しかし、先に挙げた二つの変化に加え、少子高齢化社会への突入、若者の価値観の変化、雇用の流動化、競争の激化など、前例のない変化の波は政治経済はもちろん、社会生活全般におよんでいることを踏まえ、「職場や地域社会の中で多様な人々とともに仕事を行ってゆく上で必要な基礎能力」を「社会人基礎力」と定義し、「職場で求められる能力」を独立の能力として明確にするとともに、それを意識的に育成・評価してゆくための「社会全体による新たな枠組みづくり」を推進することの重要性がクローズアップされた。
経済産業省「社会人基礎力」答申書
- 社会人基礎力の定着の重要性
- 企業が多様な人材を確保し定着させるためには、企業と社員が採用から入社後の人材育成までを通じて、一貫した枠組みに基づいて、対話を重ねていくことが重要である。「社会人基礎力」の枠組みを活用し、採用時から入社後に求められる各能力の成長段階における具体的なイメージの設定を行うことによって、社員一人ひとりの能力特性、職務で求められる能力に応じた効果的な人材育成が可能となる。

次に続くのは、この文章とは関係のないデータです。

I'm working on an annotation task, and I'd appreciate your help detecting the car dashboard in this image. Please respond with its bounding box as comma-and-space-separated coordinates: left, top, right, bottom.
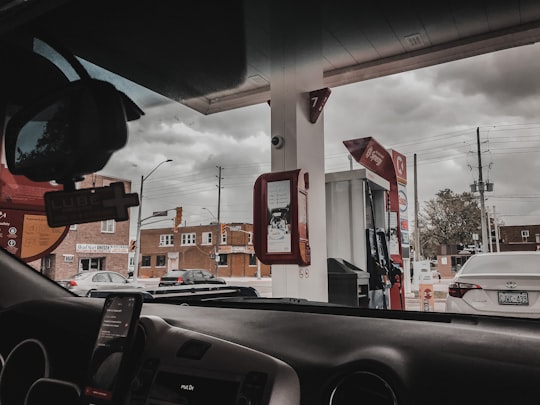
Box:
0, 297, 540, 405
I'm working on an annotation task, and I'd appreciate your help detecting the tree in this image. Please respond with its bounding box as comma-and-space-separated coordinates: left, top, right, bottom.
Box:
418, 189, 481, 257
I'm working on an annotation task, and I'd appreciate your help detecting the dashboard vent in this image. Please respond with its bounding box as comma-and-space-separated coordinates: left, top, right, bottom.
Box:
330, 371, 398, 405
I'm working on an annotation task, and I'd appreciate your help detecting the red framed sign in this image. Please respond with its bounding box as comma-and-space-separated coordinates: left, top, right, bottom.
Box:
253, 169, 311, 266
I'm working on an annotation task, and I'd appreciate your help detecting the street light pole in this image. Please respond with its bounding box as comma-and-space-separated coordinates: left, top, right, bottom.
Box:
133, 159, 172, 281
202, 207, 221, 277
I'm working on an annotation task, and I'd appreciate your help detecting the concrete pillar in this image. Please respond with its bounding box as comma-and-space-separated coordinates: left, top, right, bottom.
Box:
270, 1, 328, 302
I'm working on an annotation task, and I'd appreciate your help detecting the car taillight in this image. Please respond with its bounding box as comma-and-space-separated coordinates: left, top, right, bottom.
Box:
448, 282, 482, 298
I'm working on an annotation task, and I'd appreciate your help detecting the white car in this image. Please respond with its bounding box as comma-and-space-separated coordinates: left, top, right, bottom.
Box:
59, 270, 144, 296
446, 252, 540, 318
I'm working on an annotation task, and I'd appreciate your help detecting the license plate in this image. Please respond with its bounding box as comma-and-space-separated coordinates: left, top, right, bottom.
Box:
499, 291, 529, 305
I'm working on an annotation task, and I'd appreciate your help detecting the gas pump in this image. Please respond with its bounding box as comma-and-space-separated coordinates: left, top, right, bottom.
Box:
366, 229, 391, 309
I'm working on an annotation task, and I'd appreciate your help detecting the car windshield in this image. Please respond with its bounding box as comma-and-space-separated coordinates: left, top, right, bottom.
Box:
5, 0, 540, 405
461, 253, 540, 276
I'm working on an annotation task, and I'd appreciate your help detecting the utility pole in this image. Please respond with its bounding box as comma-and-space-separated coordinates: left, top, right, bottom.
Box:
493, 206, 501, 252
476, 127, 488, 253
414, 153, 420, 262
215, 166, 222, 277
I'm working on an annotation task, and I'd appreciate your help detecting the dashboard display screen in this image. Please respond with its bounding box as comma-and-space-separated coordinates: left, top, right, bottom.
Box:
85, 294, 142, 404
150, 371, 240, 405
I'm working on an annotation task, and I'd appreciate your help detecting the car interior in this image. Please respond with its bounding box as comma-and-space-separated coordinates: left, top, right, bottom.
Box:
0, 0, 540, 405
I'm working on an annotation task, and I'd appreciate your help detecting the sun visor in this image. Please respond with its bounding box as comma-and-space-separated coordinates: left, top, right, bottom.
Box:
0, 44, 69, 106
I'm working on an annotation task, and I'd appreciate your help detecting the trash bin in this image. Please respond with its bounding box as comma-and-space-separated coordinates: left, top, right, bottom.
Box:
327, 258, 369, 308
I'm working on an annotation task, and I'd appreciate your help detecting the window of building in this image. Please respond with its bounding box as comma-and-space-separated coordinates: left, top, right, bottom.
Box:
101, 219, 115, 233
159, 234, 174, 246
156, 255, 165, 267
79, 257, 105, 271
202, 232, 212, 245
218, 253, 229, 266
182, 232, 195, 246
249, 253, 257, 266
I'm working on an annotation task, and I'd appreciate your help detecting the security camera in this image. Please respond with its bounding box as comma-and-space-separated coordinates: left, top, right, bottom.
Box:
272, 135, 285, 149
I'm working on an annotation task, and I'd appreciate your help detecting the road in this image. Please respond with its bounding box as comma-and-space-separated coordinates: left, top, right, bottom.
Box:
139, 277, 451, 312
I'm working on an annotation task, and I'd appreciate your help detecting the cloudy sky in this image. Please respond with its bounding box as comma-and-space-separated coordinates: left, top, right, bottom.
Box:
102, 41, 540, 234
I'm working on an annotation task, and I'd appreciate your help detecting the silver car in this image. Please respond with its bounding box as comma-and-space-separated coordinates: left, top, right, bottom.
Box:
59, 270, 144, 296
446, 251, 540, 318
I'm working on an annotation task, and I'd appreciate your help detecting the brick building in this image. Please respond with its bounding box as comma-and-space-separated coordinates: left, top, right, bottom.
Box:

- 採用段階から入社後の教育までの「つながり」の強化
- 「社会人基礎力」をベースに、採用段階から人材育成までを一貫した方針に沿って、継続的・体系的に実施することにより、社員一人ひとりの能力特性、職務で求められている能力に応じた人材育成が可能となり、企業への定着を高めることにも繋がると思われる。また例えば、各能力の成長段階を示す具体的なイメージの設定を行い、社員一人ひとりに示すことにより、社員による「気付き」の促進や、効果的な人材育成が可能となる。また「社会人基礎力」の育成は、正社員だけではなく、パート社員や契約社員などを含めた職場で働く全員を視野に入れたものとすることが効果的である。